Три раза, и все три раза с одинаковым оживлением она рассказывала, как жандармы пришли его арестовать, и она ни за что не давала взять его одного, без нее, как пришлось потом бежать к прокурору, требовать, чтобы ее с ним не разлучали. И как именно она этого добилась: ее арестовали, и она отсидела несколько месяцев в одной камере с ним… Ах, солнце мое,

свет мой!..

О чем бы Фаня Самойловна ни вспоминала, самый рассказ возвращал ей добрые несколько лет. Рассказывая, она оживлялась, даже становилась стройнее. Ему тогда было за девяносто. Ей — на пятнадцать лет меньше; тоже, конечно, старая женщина. Но слово «старая» никак с ней не вязалось, искажало ее образ. Ни одна черточка не выдавала ее семидесяти пяти лет. Вся ее красота и женственность были при ней до сих пор. Менялись краски: волосы из черных стали серыми, из серых — белыми; но изменившиеся краски, как это случается у некоторых женщин, делали ее еще благороднее. На полных обнаженных руках под тонким шарфом, наброшенным на плечи, еще сохранились притягательные ямочки. Волосы, шея, плечи, ноги, вся ее стать были воплощенной женственностью. Я смотрел на нее и думал: в чем секрет этого? Мне было известно, что он ослеп через год после их свадьбы. Я пытался представить ее такой, какой она осталась в его памяти. И отвечал себе: секрет заключается единственно в ней самой. В ее неординарности. В ее необыкновенной любви. В ее удивительной неутомимости, позволившей ей в течение пятидесяти лет быть любимому человеку и глазами его, и руками его, и ногами. В ее поразительном даре навсегда остаться для него такой, какой она была, когда его глаза еще видели…
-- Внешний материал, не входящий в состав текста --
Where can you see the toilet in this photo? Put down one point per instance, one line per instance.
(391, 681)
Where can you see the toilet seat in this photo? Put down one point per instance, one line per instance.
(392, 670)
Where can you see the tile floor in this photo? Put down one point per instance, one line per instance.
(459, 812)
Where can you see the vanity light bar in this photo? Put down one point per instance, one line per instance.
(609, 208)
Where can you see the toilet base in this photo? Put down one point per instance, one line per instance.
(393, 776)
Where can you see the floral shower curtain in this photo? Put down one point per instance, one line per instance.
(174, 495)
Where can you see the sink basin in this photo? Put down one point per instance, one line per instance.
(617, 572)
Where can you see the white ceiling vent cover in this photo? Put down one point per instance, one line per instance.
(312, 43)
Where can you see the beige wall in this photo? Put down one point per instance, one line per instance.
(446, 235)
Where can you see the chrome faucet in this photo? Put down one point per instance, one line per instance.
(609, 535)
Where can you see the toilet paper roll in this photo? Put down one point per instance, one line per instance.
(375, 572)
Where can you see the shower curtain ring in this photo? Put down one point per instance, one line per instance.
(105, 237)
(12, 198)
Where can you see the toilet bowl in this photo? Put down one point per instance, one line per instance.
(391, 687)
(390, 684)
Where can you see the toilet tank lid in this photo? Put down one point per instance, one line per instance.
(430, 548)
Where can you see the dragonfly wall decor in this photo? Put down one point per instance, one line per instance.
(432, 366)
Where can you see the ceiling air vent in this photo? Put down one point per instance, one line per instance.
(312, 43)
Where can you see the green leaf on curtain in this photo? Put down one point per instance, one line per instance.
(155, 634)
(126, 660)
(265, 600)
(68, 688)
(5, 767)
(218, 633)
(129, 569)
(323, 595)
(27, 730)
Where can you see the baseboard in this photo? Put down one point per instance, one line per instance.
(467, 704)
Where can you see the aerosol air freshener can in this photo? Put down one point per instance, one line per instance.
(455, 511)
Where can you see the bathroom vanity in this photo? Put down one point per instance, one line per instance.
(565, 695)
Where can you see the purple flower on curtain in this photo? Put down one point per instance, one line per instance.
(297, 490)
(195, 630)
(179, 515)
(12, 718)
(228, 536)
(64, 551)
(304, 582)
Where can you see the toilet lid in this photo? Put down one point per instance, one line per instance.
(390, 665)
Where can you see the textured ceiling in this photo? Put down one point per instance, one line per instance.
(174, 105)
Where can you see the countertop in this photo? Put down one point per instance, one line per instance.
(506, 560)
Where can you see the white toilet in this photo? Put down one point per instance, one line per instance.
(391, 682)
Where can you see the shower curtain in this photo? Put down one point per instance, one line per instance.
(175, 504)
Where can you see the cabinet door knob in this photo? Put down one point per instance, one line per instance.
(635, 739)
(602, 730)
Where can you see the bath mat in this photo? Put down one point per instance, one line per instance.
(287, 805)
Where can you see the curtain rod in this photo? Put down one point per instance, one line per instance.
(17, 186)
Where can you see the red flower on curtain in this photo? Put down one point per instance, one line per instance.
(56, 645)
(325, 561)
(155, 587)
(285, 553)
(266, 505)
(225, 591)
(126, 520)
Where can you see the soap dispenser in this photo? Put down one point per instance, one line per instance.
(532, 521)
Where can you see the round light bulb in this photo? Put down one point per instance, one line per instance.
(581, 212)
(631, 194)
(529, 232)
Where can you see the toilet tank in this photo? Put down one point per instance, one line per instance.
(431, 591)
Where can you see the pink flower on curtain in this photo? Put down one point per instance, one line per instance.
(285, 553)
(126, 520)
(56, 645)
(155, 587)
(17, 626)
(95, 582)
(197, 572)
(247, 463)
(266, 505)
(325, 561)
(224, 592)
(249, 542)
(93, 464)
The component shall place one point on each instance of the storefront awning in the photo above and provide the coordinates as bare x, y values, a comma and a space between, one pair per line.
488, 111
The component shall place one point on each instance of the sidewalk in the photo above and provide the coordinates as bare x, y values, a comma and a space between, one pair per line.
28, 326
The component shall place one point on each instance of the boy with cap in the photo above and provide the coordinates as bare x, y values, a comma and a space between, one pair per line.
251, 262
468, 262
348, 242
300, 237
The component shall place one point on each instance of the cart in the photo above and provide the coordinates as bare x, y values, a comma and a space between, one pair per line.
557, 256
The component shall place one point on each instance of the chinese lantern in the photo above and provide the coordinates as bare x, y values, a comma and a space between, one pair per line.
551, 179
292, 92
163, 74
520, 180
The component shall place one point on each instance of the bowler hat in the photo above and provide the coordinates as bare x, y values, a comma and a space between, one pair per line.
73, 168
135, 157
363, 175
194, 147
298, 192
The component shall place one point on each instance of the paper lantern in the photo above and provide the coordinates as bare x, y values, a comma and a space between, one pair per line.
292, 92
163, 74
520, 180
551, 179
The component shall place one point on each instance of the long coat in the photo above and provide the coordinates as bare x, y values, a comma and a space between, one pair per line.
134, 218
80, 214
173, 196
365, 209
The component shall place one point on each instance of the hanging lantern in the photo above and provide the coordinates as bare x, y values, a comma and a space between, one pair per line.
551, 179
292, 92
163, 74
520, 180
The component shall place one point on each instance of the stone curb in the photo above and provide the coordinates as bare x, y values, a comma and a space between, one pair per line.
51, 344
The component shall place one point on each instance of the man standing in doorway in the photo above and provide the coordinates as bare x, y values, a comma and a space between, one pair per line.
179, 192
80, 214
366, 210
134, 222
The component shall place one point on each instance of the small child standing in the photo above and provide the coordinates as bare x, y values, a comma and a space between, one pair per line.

Целый месяц я наблюдал, как она выдвигает в столовой стул, усаживает мужа, засовывает под его воротник салфетку, как это проделывают с малым ребенком. Я видел, как она стирает платочком пот с его лба. Я видел, как она неизменно водит его под руку, прижав к себе, защищая собой; и шаги их, казалось мне, отзываются одним эхом, будто идет один человек.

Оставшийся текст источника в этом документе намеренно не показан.